Interpretive Summary: We discovered various natural mutations in the gene encoding the global transcriptional regulator RpoS in curli-producing variants of the 2006 spinach-associated Escherichia coli O157:H7 outbreak strains. All mutations led to the production of a non-functional RpoS in curli-producing variants. Consequently, curli-producing variants displayed defective survival fitness under stressful conditions such as low pH, high temperature, or following the exposure to oxidative stress. However, this loss of survival fitness in curli-producing variants was compensated largely by the enhanced metabolic activities under the nutrient-limited conditions. Presence of subpopulations with distinct physiological properties would be beneficial mostly for the pathogen population as a whole because some variants are better equipped to survive under a particular condition or to adapt rapidly to a new environment. Therefore, ability to produce genetic variants, especially those carrying multiple altered phenotypes, would be more likely to improve fitness of a given pathogen population. Our study supports that the mutability of E. coli O157:H7 promotes the emergence of hyper-virulent strains including the 2006 spinach-associated outbreak strains.

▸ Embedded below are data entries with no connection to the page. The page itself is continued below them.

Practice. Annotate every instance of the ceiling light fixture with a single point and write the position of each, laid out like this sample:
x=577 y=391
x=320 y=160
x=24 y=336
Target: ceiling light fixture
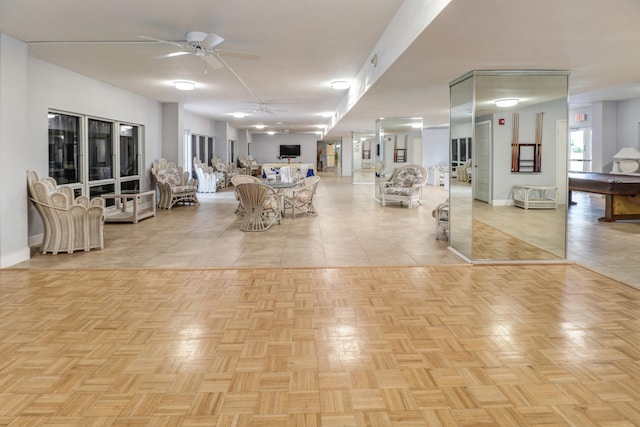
x=508 y=102
x=340 y=84
x=184 y=85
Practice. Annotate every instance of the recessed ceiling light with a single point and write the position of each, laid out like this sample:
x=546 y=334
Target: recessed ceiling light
x=184 y=85
x=340 y=84
x=507 y=102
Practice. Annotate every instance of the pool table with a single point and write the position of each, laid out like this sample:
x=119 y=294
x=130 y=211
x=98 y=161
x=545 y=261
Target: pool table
x=622 y=192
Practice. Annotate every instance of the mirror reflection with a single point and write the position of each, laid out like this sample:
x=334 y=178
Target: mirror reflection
x=398 y=142
x=364 y=155
x=511 y=190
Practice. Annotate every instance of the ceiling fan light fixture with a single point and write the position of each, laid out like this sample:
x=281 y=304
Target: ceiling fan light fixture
x=507 y=102
x=184 y=85
x=340 y=84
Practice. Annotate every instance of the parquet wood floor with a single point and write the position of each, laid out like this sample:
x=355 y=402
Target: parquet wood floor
x=446 y=345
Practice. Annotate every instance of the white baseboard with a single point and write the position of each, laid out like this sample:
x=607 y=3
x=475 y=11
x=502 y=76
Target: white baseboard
x=15 y=257
x=36 y=239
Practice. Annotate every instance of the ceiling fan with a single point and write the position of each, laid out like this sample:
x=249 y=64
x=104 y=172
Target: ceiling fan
x=203 y=45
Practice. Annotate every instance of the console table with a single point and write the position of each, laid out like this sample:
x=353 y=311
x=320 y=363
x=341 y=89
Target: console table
x=535 y=196
x=134 y=213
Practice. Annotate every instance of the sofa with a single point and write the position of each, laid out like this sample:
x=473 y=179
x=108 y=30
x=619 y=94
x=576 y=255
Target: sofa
x=404 y=186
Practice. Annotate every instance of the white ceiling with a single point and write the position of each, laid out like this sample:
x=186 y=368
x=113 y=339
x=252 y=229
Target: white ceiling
x=304 y=44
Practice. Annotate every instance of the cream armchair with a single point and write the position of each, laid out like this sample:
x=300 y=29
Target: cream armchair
x=261 y=205
x=404 y=186
x=70 y=224
x=175 y=185
x=300 y=198
x=208 y=180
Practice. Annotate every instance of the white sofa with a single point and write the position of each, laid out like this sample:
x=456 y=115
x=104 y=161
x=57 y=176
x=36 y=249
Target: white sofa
x=70 y=223
x=404 y=186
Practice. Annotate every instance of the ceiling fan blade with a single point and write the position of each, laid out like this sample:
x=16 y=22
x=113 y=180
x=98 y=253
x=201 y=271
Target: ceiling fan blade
x=213 y=62
x=212 y=40
x=236 y=54
x=180 y=45
x=173 y=54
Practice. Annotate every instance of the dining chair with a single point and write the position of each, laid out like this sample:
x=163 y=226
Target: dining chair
x=261 y=204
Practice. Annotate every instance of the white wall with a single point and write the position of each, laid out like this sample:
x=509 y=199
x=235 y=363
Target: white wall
x=266 y=148
x=15 y=147
x=435 y=146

Technical Abstract: We previously reported the distinct acid resistance between the curli-producing (C+) and curli-deficient (C-) variants of E. coli O157:H7, although the curli fimbriae were not associated with this intra-strain phenotypic divergence. Here we investigated the underlying molecular mechanism by examining the DNA sequences encoding the common transcriptional regulators of curli biogenesis and acid resistance. rpoS null mutations were detected in all eight C+ variants of the 2006 spinach-associated outbreak strains, whereas a wild-type rpoS was detected in all corresponding C- variants. Mutations included the single base insertion or deletion, transversion, or large deletion. Consistent with the role of RpoS, C+ variants were also much more sensitive to oxidative stress, osmotic stress, and heat shock compared with their corresponding C- variants. This loss of general stress fitness in C+ variants appeared to be the consequence of rpoS mutation solely since the stress resistances in C+ variants could be restored by a functional rpoS. Comparative transcriptomic analyses revealed a large number of differentially expressed genes between the curli variants derived from the same strain, characterized by the enhanced expression in C+ variants of genes related to cell metabolism, but a marked decrease in the transcription of genes related to stress fitness. Considering the low level curli production in the C+ variants of the 2006 spinach-associated outbreak strains, our data support that rpoS mutation is an adaptive mutation under nutrient-limited conditions, but not a result of selection for curli fimbriae.